Our history of activism teaches us that there is strength in numbers. We call our fellow students, administrators, and faculty to break the culture of silence, repeated history, and complacency by proactively moving towards reconciliation, like other universities, and by accepting our responsibility to substantially repair the harms HLS has caused and profited from. We see and recognize the allies (students, faculty, and staff) who reached out to us and firmly stand with us to help pave the way for meaningful actions and conversations to address racial, gender, economic, sexual orientation, and ability equity and justice in law school and in our communities.

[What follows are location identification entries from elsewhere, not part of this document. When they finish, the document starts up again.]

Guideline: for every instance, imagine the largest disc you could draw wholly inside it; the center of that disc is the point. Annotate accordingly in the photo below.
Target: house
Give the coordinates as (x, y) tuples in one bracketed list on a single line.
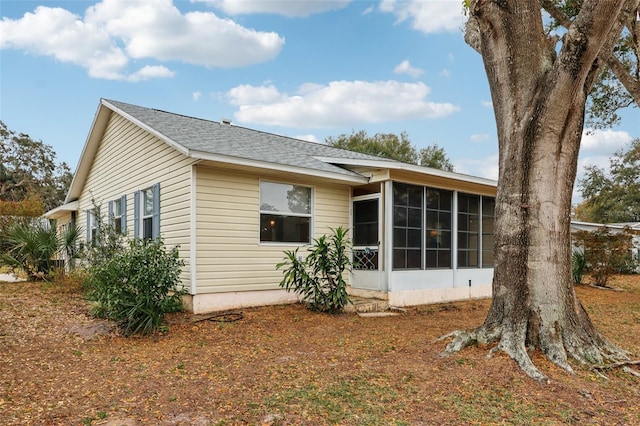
[(632, 228), (234, 199)]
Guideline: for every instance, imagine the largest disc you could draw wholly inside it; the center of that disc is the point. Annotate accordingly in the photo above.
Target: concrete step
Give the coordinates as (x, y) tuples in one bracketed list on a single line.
[(366, 305)]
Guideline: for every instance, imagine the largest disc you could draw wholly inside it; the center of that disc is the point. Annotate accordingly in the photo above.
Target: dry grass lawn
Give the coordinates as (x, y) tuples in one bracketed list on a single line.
[(284, 365)]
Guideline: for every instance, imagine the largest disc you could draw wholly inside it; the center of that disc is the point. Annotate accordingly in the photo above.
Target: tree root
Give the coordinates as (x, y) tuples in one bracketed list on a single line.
[(513, 345), (624, 364)]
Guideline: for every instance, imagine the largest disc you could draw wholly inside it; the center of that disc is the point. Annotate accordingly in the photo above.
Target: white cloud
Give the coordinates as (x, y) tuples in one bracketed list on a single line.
[(479, 137), (428, 16), (369, 10), (405, 67), (149, 72), (484, 167), (603, 141), (310, 138), (340, 103), (113, 32), (290, 8)]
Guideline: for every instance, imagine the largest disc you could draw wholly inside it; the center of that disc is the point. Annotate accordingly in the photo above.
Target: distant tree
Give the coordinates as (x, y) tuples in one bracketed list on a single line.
[(385, 145), (435, 157), (28, 166), (615, 196)]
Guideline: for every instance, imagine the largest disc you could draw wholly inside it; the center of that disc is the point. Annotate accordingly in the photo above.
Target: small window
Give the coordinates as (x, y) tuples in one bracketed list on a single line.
[(92, 228), (488, 217), (285, 213), (147, 212), (468, 227), (118, 214)]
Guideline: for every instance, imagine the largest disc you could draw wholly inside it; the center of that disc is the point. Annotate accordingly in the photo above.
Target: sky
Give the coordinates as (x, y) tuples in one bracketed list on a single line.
[(301, 68)]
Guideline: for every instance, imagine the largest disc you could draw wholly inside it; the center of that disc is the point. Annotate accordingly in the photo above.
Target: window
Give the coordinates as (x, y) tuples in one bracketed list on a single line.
[(365, 234), (407, 226), (438, 228), (147, 212), (92, 228), (488, 212), (468, 229), (285, 213), (118, 214)]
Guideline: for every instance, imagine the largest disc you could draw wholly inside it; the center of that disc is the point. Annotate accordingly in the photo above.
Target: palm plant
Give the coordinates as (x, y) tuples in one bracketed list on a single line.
[(31, 247)]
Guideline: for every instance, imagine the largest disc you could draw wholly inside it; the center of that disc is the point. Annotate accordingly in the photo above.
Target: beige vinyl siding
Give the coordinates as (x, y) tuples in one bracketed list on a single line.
[(130, 159), (230, 256)]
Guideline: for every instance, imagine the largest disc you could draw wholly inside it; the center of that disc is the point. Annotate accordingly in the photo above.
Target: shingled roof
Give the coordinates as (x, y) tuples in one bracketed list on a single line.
[(226, 143), (198, 136)]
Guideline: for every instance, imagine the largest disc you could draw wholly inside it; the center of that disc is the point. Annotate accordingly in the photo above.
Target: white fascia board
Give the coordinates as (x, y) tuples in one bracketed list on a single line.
[(398, 165), (180, 148), (201, 155), (60, 210), (588, 226)]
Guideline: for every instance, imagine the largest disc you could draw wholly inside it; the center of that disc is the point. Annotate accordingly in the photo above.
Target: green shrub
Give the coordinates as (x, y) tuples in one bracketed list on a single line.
[(137, 286), (578, 266), (318, 279), (30, 247)]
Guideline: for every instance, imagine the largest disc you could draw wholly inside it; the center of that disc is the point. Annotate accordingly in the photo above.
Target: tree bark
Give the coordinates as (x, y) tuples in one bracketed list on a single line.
[(539, 100)]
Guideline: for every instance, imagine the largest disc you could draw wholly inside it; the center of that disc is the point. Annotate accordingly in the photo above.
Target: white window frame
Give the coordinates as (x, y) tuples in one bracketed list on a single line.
[(309, 215), (140, 214)]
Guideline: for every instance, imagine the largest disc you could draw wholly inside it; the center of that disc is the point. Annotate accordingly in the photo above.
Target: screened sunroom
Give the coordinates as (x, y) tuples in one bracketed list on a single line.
[(423, 239)]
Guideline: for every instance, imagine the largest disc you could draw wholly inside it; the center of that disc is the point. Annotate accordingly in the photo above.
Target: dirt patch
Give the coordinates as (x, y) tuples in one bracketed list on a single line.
[(284, 365)]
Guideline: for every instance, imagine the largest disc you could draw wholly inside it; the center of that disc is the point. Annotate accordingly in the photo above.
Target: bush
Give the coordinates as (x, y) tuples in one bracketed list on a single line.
[(30, 247), (137, 286), (606, 253), (318, 279), (578, 266)]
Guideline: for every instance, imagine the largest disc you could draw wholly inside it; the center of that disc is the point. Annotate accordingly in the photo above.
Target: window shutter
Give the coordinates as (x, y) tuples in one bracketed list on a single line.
[(88, 226), (155, 232), (110, 213), (123, 204), (136, 214)]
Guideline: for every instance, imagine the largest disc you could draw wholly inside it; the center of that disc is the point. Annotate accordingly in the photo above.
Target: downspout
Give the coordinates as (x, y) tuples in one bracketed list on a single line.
[(387, 199), (193, 258)]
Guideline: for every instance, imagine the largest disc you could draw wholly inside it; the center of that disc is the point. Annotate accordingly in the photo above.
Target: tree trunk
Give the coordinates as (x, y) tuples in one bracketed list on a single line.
[(539, 101)]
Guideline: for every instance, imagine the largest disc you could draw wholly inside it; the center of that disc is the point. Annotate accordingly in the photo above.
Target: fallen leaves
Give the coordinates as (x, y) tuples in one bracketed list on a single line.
[(286, 365)]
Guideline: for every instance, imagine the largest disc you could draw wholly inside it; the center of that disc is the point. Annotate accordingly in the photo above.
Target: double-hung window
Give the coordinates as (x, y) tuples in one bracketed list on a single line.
[(92, 227), (285, 213), (488, 215), (147, 212), (118, 214)]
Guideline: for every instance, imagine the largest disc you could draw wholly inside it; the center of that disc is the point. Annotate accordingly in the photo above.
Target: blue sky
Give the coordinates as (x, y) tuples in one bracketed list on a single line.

This week, we join our peers across the country in acknowledging that prejudice is still prevalent on campus, and that racism lives here, too. Above all, our goal was to center and highlight the voices of our peers who bravely shared their experiences of marginalization to the HLS community. As long as “-isms” of subordination find refuge and thrive at HLS, our activism to end it will too.

Signed,

A Group of Students of Color & Allies at Harvard Law School

[1]All statements were submitted anonymously by a sample of HLS students (n=34) to the organizers via an online form that was shared to organizations and groups of students on campus via email from Sunday February 11 to Thursday February 15, 2018.

[2] 77.5% of HLS students are from families that make more than $95,000/year and have more than $175,000 in wealth holdings.

[3] 71% of low-income households experience at least one legal problem a year.

[4] Davis. P. (2017). “Our Bicentennial Crisis, A Call to Action for Harvard Law School’s Public Interest Mission.” The Harvard Law Record, 47.